Stimme 5

„Was ist los Spatz,“ pflegte mein Vater mich zu fragen, wenn ich im Teenageralter mal wieder trübsinnig und gelangweilt in der Sofaecke saß, „ zieh doch nicht so ein langes Gesicht.“ Er sagte es stets liebevoll, und oft konnte ich dann weinen und ihm mein Herz ausschütten. Er war der einzige, bei dem ich das konnte, ein Fels in der pubertierenden Brandung.

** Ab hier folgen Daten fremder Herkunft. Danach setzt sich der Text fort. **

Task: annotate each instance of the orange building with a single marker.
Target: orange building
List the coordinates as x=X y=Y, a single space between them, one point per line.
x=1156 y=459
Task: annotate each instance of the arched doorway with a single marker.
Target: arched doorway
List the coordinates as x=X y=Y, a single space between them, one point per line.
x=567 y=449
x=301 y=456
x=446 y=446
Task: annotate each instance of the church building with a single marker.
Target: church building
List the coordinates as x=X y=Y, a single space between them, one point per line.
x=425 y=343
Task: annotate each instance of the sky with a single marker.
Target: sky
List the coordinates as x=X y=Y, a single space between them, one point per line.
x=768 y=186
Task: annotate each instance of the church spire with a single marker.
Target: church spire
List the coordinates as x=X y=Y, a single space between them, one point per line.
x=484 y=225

Einmal, ich kam vom Friseur sprach mich auf der Straße jemand an. Es war ein junger Mann aus der Nachbarschaft: „Eh, du siehst fast aus wie Mirelle Mathieu.“ 

Ich soll aussehen wie diese Sängerin? Das schmeichelt mir und ließ mich innerlich erröten. Naja meine Haare waren dunkel, ich trug einen Pagenschnitt und meine haselnussbraunen Augen hatten einen sanften, freundlichen Ausdruck.   Wie ein scheues Reh mit langen wohlgeformten Beinen sei ich ausgestattet, kommentierten mich andere Menschen in meinem Umfeld.
Ich glaubte das nicht, fand diese Bemerkungen durch und durch absurd, denn ich kam mir wie eine viel zu dürre Bohnenstange vor, weder Fisch noch Fleisch.
Mirelle Mathieu kannte ich aus Radio und Fernsehen, und wir hatten etwas gemeinsam. Beide waren wir die älteste Schwester von vielen Geschwistern. Ich mochte ihre Stimme, fand sie allerdings in Konzerten immer etwas steif und  unnahbar.

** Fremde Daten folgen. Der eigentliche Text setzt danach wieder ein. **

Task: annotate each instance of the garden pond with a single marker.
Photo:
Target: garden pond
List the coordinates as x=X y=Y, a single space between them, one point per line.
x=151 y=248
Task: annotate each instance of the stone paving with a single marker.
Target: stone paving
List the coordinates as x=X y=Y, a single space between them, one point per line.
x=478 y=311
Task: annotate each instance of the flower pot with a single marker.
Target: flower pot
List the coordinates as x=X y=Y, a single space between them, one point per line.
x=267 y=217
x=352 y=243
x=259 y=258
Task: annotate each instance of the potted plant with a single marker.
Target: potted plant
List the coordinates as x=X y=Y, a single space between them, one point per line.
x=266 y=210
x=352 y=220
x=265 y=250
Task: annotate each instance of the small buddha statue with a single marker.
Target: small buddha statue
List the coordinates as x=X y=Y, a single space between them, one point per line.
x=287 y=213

Mit ihr kam ein fremdes Land zu mir und seine besondere Stadt Avignon. Das Lied von der „Pont d´Avignon“ kannte ja jeder aus dem Schulunterricht.

Wenn ich mal wieder in dieser missmutigen , gelangweilten Stimmung war oder mich über mobbende Altersgefährten geärgert hatte, zog ich einen Schmollmund und träumte mich in eine Zukunft, in der ich es allen zeigen würde. Und ich sah mich auf einer Bühne. Der Vorhang öffnete sich, das Orchester begann zu spielen, und ich sang in schwarzen,  eleganten Kleidern meine Chansons, so wie der Spatz von Avignon.
Meine innere Stimme „Aurora“, von der ich schon erzählt habe,  hat diese Idee aufgenommen und mir eingeflüstert, mich auf meiner ersten Fete als Südfranzösin auszugeben, die kaum Deutsch sprechen konnte.

Viel, viel später wurde Frankreich mein absolutes Lieblingsreiseland.